The study of the mechanisms by which bacteriophages lyse bacteria has made it possible to determine the antimicrobial potential of endolysins. Endolysins are phage enzymes synthesized during the final stage of the lytic cycle. These enzymes cause the rupture of the bacterial cell wall, thus releasing the newly formed virions so that they can infect new host cells [81]. Endolysins are enzymes composed of the catalytic domain present in the N-terminal region, which provides the catalytic activity, and the binding domain. This domain specifically recognizes and binds to its target bacterial cell wall receptors, present in the C-terminal region. Structurally, endolysins are classified into modular, bacteriophage-encoded, Gram-positive-targeting, bacteria-targeting, and globular, Gram-negative-targeting, which comprise a single enzymatically active domain and lack a modular structure [82,83].
Endolysins are a promising option for food-industry decontamination; they can be produced and purified at scale at low cost, display high specificity for Gram-positive bacteria (acting externally in the absence of an outer membrane), and can be protein-engineered to enhance bacteriolytic activity, solubility, and other physicochemical traits.

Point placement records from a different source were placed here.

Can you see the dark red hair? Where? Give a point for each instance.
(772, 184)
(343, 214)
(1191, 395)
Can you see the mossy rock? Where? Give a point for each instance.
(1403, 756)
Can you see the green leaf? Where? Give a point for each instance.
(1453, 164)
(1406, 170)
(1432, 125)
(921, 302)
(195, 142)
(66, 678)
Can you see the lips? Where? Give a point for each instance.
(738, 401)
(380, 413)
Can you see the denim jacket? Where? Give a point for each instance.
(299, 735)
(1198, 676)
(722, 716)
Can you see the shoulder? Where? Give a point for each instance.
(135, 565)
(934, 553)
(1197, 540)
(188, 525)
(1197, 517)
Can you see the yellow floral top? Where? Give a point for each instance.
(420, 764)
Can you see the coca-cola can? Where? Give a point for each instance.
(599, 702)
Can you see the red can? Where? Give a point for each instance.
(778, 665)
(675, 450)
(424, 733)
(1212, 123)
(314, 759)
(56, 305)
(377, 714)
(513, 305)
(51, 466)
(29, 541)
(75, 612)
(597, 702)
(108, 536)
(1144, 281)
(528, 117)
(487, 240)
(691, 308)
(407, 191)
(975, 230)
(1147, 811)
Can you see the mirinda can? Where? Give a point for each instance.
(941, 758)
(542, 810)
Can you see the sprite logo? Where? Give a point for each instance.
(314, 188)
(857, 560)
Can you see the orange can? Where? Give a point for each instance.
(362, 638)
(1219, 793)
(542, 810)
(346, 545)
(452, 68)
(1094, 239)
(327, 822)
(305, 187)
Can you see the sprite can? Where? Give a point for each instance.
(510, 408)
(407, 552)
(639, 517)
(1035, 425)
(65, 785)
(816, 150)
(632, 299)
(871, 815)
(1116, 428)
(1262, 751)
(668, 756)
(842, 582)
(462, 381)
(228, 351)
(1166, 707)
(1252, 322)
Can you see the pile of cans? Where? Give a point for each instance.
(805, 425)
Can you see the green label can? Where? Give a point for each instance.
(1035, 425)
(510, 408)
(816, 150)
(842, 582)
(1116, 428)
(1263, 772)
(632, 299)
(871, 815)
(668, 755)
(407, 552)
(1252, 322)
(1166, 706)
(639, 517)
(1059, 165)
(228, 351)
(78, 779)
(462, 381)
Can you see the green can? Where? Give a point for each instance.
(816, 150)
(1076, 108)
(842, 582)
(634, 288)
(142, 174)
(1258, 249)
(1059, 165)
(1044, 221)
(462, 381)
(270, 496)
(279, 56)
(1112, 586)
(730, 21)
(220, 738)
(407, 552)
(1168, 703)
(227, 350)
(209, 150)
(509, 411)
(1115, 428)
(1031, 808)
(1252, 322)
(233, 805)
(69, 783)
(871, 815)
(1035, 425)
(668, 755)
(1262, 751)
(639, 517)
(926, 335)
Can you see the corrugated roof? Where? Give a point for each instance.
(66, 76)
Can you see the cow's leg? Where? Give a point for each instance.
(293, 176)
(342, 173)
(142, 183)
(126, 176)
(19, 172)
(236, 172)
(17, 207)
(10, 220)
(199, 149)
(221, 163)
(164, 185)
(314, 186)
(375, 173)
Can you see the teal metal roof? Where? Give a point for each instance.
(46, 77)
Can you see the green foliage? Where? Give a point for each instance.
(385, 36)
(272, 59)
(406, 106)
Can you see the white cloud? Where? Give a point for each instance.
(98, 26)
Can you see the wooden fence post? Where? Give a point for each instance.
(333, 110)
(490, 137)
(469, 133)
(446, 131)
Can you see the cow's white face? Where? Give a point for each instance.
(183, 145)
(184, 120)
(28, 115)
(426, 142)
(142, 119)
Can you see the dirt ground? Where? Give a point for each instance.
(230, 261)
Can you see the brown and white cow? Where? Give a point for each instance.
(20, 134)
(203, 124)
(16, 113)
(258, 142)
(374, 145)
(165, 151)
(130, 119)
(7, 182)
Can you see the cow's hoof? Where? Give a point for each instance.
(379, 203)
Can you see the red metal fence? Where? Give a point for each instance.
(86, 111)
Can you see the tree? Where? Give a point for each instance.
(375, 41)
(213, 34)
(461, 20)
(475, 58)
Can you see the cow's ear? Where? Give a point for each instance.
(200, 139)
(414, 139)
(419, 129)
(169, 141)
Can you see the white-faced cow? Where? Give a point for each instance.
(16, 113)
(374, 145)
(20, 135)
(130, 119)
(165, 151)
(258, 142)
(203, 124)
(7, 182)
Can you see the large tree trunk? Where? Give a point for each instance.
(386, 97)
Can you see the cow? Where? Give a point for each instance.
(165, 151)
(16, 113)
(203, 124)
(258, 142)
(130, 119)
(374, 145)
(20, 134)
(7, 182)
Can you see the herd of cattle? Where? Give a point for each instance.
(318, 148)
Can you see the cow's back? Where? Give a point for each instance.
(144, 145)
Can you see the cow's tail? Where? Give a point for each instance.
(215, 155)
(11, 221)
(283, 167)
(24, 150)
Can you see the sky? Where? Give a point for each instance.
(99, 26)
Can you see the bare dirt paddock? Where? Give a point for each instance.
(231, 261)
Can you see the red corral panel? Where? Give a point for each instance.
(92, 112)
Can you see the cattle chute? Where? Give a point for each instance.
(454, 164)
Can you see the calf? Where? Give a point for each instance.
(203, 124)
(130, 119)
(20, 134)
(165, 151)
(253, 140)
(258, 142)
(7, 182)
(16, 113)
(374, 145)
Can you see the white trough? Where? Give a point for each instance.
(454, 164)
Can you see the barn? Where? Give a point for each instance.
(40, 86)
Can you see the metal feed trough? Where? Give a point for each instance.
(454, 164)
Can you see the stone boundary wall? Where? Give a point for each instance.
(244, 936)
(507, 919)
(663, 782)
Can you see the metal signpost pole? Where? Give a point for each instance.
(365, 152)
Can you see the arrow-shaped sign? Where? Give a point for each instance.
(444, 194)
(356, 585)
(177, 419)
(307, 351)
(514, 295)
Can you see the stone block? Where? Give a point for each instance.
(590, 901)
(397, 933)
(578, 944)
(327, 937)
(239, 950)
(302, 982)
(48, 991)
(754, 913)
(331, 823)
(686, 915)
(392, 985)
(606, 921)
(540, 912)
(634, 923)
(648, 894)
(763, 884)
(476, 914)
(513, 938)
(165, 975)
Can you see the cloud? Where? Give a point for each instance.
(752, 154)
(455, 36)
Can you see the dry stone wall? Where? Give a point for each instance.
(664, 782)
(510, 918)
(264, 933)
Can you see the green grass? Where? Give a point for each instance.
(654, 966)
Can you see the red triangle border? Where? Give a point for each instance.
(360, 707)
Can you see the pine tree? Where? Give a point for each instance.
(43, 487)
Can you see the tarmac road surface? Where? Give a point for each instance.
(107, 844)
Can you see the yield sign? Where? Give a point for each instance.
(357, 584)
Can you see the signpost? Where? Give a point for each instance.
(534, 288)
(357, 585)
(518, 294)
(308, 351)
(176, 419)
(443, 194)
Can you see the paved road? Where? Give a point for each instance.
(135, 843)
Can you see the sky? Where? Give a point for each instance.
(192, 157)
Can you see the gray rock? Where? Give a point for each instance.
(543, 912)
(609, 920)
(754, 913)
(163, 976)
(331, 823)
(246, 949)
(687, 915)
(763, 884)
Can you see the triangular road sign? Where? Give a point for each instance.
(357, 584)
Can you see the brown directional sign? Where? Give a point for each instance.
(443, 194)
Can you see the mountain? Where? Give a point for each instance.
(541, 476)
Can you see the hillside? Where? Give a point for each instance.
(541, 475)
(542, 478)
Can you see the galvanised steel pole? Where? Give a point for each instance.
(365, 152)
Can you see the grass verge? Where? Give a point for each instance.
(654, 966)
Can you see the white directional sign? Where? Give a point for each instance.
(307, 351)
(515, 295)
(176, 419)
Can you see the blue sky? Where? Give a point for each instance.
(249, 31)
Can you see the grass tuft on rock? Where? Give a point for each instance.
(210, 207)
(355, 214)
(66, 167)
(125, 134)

They also show a lower propensity for resistance because they cleave highly conserved bonds in the peptidoglycan. Taken together, these advantages support their use as biocontrol tools in foods [84,85,86].
Another advantage of endolysins for food industry decontamination is that they spare the beneficial microbiota owing to their host specificity. They also achieved rapid lysis of Gram-positive bacteria in foods within minutes using low doses [87]. Endolysins are likewise promising against biofilms, surface-attached microbial communities, of concern because they drive food contamination, contribute to the pathogenesis of foodborne diseases, and show tolerance to antibiotics and sanitation. The endolysin LysCSA13, derived from the virulent CSA13 phage of S. aureus, demonstrated high efficiency (80–90%) in reducing biofilm biomass on polystyrene, glass, and stainless Steel [88].
Figure 2 presents the main advantages of studying and applying endolysins in the food industry. Therefore, endolysins can be used as biocontrol agents for various uses in the food industry, covering applications in equipment, surfaces, and foods.
Figure 2. Mechanism, structural organization, and advantages of endolysins.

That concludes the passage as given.